Finding all solution is like growing a tree. For each permutation, it is built from an empty array, the root level.

Then at each level, we will grow the node by appending a number from input to the partial solution each node contains. After appending the number, we recursively call growTree with the new partial solution and a new input that ticks out the number that was just used for partial solution.

We do this for every node in every level.
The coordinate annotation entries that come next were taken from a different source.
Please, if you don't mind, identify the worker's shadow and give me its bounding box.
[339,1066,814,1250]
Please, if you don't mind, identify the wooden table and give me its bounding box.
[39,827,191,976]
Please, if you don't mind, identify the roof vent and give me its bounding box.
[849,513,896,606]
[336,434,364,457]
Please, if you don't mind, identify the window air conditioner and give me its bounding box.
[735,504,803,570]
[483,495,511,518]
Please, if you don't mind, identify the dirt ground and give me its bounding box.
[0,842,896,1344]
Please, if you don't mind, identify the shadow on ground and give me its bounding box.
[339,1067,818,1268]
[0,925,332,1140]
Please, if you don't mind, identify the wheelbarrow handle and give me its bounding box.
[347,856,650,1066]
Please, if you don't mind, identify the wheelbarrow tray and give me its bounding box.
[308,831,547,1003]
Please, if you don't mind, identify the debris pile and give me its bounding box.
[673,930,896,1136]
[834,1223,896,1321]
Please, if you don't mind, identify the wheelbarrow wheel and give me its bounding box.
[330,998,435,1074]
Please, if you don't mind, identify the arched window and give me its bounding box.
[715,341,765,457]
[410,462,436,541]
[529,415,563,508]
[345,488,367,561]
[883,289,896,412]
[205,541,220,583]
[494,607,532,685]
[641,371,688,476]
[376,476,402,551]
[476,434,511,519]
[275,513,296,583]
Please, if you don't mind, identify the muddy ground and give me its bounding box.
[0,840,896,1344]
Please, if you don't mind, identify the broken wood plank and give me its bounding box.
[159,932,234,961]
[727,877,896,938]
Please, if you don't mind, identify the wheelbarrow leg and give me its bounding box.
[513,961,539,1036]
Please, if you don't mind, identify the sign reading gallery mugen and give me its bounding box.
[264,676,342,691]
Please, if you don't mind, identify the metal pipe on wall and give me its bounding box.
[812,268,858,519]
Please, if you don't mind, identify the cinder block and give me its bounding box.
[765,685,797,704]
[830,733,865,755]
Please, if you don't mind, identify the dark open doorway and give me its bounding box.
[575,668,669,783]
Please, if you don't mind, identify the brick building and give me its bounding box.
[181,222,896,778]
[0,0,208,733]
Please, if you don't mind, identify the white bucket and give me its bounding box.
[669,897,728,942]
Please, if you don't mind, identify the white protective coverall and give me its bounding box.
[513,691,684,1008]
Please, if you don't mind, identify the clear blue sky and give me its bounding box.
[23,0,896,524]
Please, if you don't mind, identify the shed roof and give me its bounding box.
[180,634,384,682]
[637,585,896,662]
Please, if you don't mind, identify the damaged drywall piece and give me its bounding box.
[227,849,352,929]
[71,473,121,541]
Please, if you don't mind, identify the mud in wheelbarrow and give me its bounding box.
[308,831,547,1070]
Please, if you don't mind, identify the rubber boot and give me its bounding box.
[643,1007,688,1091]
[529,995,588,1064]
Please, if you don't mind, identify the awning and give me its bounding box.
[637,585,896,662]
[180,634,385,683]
When we reach leaf node, we must have had a full solution. we append it to a solution array.

``````class Solution:

def __init__(self):
self.sol = []
def permute(self, nums):
"""
:type nums: List[int]
:rtype: List[List[int]]
Use DFS
"""
def recur(path, nums):
if not nums:
self.sol.append(path)
return

for i in range(len(nums)):
recur(path + [nums[i]], nums[:i] +  nums[i + 1:])

recur([], nums)
return self.sol
``````

# size of solution

The number of permutations is n!. Since we have n choice for the first letter, then n – 1 choice for the second slot and so on. Since What we picked for the first slot is independent of other slots, we multiples all the number of choices.

# Why is this technique called backtracking

On Wikipedia, backtracking is defined as “a general algorithm that finds all(or some) solutions to some computational problem, notably Constraint satisfaction problem(CSP), that develops the solution incrementally. The potential solutions will be discarded (AKA, backtrack) as soon as the the algorithm deems it to be invalid.

# Can we not passed the array?

Since the numbers are unique, and at the beginning, the input numbers are [0,1… len(nums) – 1]. We could use the length of nums passed into each recursive function as the input.

``````class Solution:
def __init__(self):
self.sol = []
self.nums = []

def permute(self, nums: 'List[int]') -> 'List[List[int]]':
def backtrack(swap_pos = 0):
if swap_pos == len(self.nums):
self.sol.append(self.nums[:])
return

for i in range(swap_pos, len(self.nums)):
self.nums[swap_pos], self.nums[i] = self.nums[i], self.nums[swap_pos]
backtrack(swap_pos + 1)
self.nums[swap_pos], self.nums[i] = self.nums[i], self.nums[swap_pos]

self.nums = nums
backtrack()
return self.sol
``````

In the code above, we are able to use the input to store each candidate solution. As soon as we find a solution, we backtrack so the input is back to the previous state and other branch can use it to build their candidate solution.

# Bugs

When I append to solution, I didn’t use copy [:]. So only the address of self.nums is appended and in the end, the solutions are all the same.